Artificial intelligence (AI) is changing the way healthcare services are delivered when it comes to radiodiagnosis. The motive to ensure quicker and precise diagnostic efficacy is what drives deep learning-based research. In situations that demand immediate and apt responses in the absence of health-care representatives, AI seems to stand out. The automated detection of chest pathologies from routine chest radiographs (CXRs) will save time and give physicians a choice to prioritize high-risk patients.
Pleural effusion is a commonly encountered pathological condition that goes unnoticed until the patient experiences proper clinical signs and symptoms. Pleural effusion is the excess fluid that accumulates in the pleural cavity, which is the fluid-filled space between the lungs and the chest cavity walls. It is seen in patients with congestive heart failure, nephrotic syndrome, liver cirrhosis, and severe malnutrition. Pleural effusion is a significant sign in infectious diseases like tuberculosis and pneumonia. A minimum of 500 ml of fluid is necessary for clinical detection of pleural effusion. The patient experiences chest pain while breathing, apnea (shortness of breath), cough, and fever, if associated with infections. The fluid accumulates in the lower parts of the lung as a result of gravity. Radiological investigations are commonly used for diagnosing pleural effusion. The blunting of the costophrenic angle, i.e., the angle that forms between the ribs (costo) and diaphragm (phrenic), is the striking feature observed in pleural effusion. Effusions are diagnosed with a minimum of 200 ml of fluid deposition. Large effusions have a meniscus that tapers towards the lateral aspect of the lung. It is frequently observed that mild fluid deposits in the pleural space are an incidental finding. But if undiagnosed for a prolonged period, the underlying cause can exacerbate the condition leading to multiple complications like the formation of abscess due to infection (empyema), scarring the lining of the lungs (pleural thickening), or permanent lung damage in cases with underlying malignancy. A common complication observed after drainage of the effusion is pneumothorax, i.e., air accumulation in the chest cavity.
DeepTek’s AUGMENTO platform
DeepTek aims to utilize artificial intelligence-based deep learning models to assist experts in delivering care faster and easier. Our work focuses on identifying chest pathologies and developing models for the same. The detection of pleural effusion is a part of DeepTek's AUGMENTO platform, which includes several other chest pathologies like tuberculosis, pneumonia, lung mass, pneumothorax, nodules, etc. AI models for detecting chest, knee, and spine pathologies are included in AUGMENTO. AUGMENTO's AI tools provide an impressive turnaround time for reports by improving the physician's efficacy. This platform enables radiologists and imaging experts to read more scans in a shorter period, reduces stress, and lowers burnout rates.
How AI proves valuable
Timely detection of pleural effusion has a greater value in clinical settings, including intensive care units and emergency rooms. Leveraging AI for diagnosis can bolster critical care treatment decisions. Using it in combination with a point-of-care device like an X-ray scanner can enhance and augment patient care using the instant notification feature and worklist reprioritization.
Figure 1: original image (left), radiologist annotated image (centre), and model output (right).
Working of the model
All the procured dataset images are manually annotated by drawing bounding boxes for marking the areas that show pathologic findings. The radiographs are sourced from multiple publicly available datasets as well as from private hospitals. These annotations are done by experienced radiologists. The model learns from these annotations to give its predictions for new radiographs that are provided. The U-Net with attention model with an Xception encoder is used to detect the presence of pleural effusion. Automated detection of pleural effusion from chest X-rays, though not easy, is an achievable task. To make the AI model more robust, a dataset that is wide and varied is essential, which led us to include positive (pathological CXRs) and negative (non-pathological as well as CXRs with differential pathologic findings) to be included. The AI model predictions (marked in white) co-relate with the radiologist-annotated images (marked in blue) - ref. Fig1-2
Figure 2: original image (left), radiologist annotated image (centre), and model output (right).
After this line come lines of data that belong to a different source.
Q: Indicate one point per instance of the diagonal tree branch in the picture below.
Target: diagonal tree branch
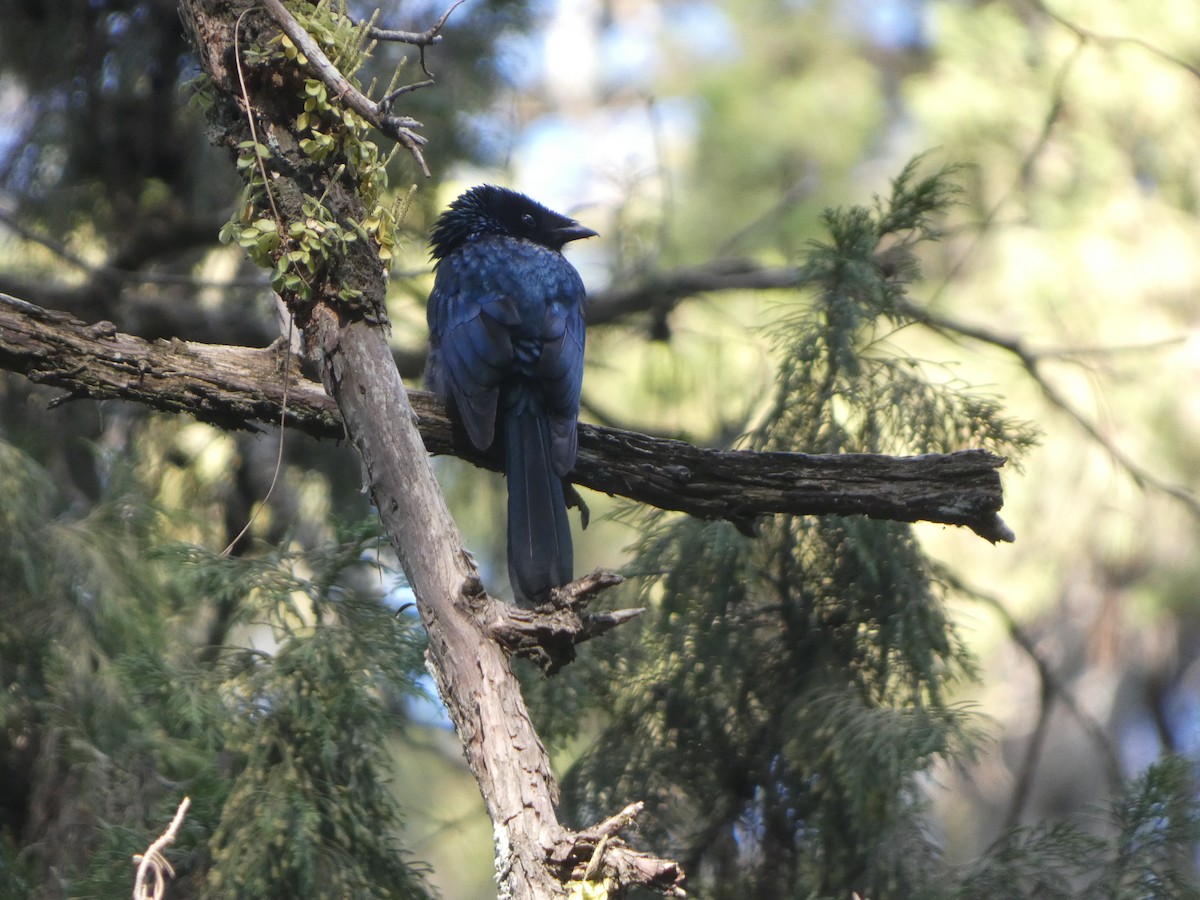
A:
(243, 388)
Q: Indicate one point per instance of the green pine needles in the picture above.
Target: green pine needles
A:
(117, 703)
(786, 694)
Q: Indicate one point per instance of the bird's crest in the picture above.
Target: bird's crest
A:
(491, 210)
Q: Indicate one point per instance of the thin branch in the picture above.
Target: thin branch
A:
(397, 127)
(1031, 361)
(154, 863)
(1050, 688)
(1085, 34)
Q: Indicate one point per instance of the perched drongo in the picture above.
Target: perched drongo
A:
(507, 353)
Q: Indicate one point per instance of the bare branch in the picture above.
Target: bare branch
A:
(243, 388)
(154, 863)
(418, 39)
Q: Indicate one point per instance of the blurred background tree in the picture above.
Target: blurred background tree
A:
(797, 709)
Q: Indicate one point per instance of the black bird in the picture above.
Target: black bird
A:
(507, 352)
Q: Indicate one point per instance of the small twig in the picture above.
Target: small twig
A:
(154, 862)
(250, 117)
(397, 127)
(418, 39)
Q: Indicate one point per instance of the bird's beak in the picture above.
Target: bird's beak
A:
(574, 232)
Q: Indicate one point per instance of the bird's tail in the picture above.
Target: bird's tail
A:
(540, 555)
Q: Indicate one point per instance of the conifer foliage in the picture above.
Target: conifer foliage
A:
(117, 706)
(790, 690)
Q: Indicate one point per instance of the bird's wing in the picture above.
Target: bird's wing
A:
(469, 328)
(561, 373)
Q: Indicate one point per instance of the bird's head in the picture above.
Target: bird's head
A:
(491, 210)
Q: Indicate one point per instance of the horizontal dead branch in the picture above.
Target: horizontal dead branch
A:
(243, 388)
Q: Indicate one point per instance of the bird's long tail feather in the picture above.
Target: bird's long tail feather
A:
(540, 555)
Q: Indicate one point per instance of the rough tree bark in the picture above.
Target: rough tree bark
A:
(244, 388)
(340, 312)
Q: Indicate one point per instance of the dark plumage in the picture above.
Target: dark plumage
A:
(507, 352)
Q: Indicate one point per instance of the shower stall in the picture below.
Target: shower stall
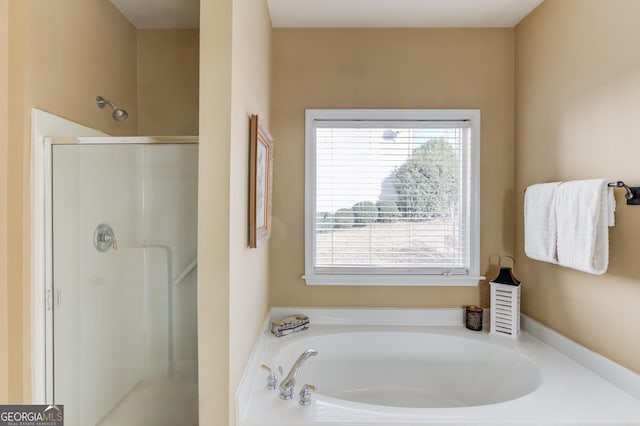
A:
(121, 298)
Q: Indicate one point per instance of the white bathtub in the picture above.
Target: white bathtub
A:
(412, 367)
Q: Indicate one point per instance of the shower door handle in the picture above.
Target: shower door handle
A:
(58, 299)
(47, 301)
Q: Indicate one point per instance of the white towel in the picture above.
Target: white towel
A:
(540, 231)
(583, 212)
Although in an experimental phase, this model is being trained on a versatile dataset, and we plan to train the model on a more extensive and diverse dataset. The final goal is that the model should distinguish pleural effusion from normal lung findings and similar pathologies like pleural thickening. Since precise detection of various chest pathologies is a necessary factor for treatment planning and prioritization, we aim to make progress in providing additional tools to assist healthcare setups in delivering efficient patient care.